In remembrance: A person walks past the National Covid Memorial Wall, after new measures were announced yesterday due to the Omicron coronavirus variant, in London on November 28, 2021. | Photo Credit: Reuters
The story so far: A new lineage of SARS-CoV-2 has been identified in samples sequenced and deposited in public domain from Botswana, South Africa and Hong Kong and was assigned as B.1.1.529. The variant has been designated as a Variant of Concern (VoC) by the World Health Organisation (WHO) and has been named Omicron.
The Omicron variant is interesting due to the fact that it has a large number of mutations compared to other prevalent variants circulating across the world. This includes 32 mutations in the spike protein. Many of these mutations lie in the receptor-binding domain of the spike protein, a key part of the protein required for binding to the human receptor proteins for entry into the cell, and thus may play an important role in recognition by antibodies generated due to a previous infection or by vaccines.
The variant was reported in South Africa and epidemiologically linked to a recent rise in cases in the Gauteng province of South Africa and has been identified among travellers from South Africa apart from other countries in the region.
Many of the mutations in the spike protein have been previously suggested to cause resistance to antibodies as well as increased transmission. Thus, there is a possibility that this variant could be more likely to reinfect people who have developed immunity against previous variants of the virus. While the behaviour of the virus is not accurately predictable based on the evidence on individual mutations, as the effect of the combination of mutations is not the sum total of individual mutations, such analysis can provide useful insights and directions to explore even further. Further in-depth analysis on the effect of these mutations on transmissibility and vaccine escape is underway.

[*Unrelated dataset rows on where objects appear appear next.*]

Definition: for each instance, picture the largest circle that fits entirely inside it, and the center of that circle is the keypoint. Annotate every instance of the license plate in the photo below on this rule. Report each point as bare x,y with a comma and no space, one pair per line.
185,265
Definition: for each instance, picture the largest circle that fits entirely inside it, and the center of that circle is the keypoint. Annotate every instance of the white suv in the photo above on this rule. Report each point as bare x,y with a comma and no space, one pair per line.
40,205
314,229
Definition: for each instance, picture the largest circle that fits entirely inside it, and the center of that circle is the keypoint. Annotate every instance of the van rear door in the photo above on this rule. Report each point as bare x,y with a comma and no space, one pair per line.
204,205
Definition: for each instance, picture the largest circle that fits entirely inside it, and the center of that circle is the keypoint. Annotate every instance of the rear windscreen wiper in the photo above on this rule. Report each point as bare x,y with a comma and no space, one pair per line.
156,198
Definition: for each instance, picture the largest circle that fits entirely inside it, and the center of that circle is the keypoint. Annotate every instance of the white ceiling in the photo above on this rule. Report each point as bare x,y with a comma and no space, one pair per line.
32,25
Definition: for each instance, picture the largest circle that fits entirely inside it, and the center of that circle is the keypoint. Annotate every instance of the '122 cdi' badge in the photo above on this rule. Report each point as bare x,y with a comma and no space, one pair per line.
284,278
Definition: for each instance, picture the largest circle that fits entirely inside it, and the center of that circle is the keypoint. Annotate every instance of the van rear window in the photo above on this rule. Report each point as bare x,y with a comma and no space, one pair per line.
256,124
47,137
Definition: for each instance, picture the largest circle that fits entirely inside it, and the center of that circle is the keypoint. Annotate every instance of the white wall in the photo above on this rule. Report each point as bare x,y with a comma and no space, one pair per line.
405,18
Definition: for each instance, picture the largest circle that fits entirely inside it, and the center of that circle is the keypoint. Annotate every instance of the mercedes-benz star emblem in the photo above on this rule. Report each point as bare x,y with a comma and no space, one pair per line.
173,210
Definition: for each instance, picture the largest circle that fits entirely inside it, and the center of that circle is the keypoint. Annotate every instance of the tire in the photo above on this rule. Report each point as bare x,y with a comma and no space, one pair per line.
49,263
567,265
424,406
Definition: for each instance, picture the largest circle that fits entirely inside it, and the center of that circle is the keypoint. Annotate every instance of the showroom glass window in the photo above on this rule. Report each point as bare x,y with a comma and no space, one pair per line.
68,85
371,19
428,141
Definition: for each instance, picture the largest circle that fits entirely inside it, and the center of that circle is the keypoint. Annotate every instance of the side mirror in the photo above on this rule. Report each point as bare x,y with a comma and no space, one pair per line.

From a diagnostic point of view, some of the mutations in the spike protein cause primers used in some of the RT-PCR kits to not function as expected. This is otherwise known as a spike gene dropout or spike gene target failure (SGTF). While most kits use multiple primer sets targeting different genes in SARS-CoV-2 RNA for diagnosis, this should not adversely affect the diagnosis, but can be used as a surrogate for quick identification of the variant. Nevertheless this approach is not specific to Omicron, as other variants could also have similar mutations which can cause a spike in gene dropout.
Some of the initial individuals identified to be infected with the variant have been vaccinated for COVID-19 and therefore the variant can indeed cause vaccine breakthrough infections. This should not be of concern, since the prevalent variants of concern including Delta have been shown to cause breakthrough infections. Whether the variant causes more breakthrough infections than Delta is not currently known.
As of date, nine countries have confirmed the presence of Omicron. This includes South Africa, Botswana, England, Hong Kong, Australia, Italy, Israel, Czech Republic, and Belgium.
Suspected cases are being followed up in a number of other countries. Countries have identified the variant through genomic surveillance programmes. The initial reports of the variant has been made possible through the tireless efforts of researchers in Botswana and South Africa as well as countries which reported infections in incoming travellers.
India has a national programme on genomic surveillance (INSACOG) as well as focussed surveillance programmes in Kerala, Maharashtra, Delhi and Karnataka, apart from independent research programmes. In INSACOG’s latest Bulletin, none of the sequenced samples in India have the Omicron variant until date. Heightened surveillance of the variant is ongoing.
Enhanced surveillance and genome sequencing efforts are essential to detect and track the prevalence of the Omicron variant. Rapid sharing of genome sequences of the virus and the epidemiological data linked with it to publicly available databases will help in developing a better understanding of the variant. Existing public health and social measures need to be strengthened to control and prevent transmission.
Enhancing vaccination coverage across different regions along with access to testing, therapeutics and support will be essential for combating the new variant. Equitable access to vaccines would be key to controlling the Omicron variant, and slowing down the emergence of any future variants.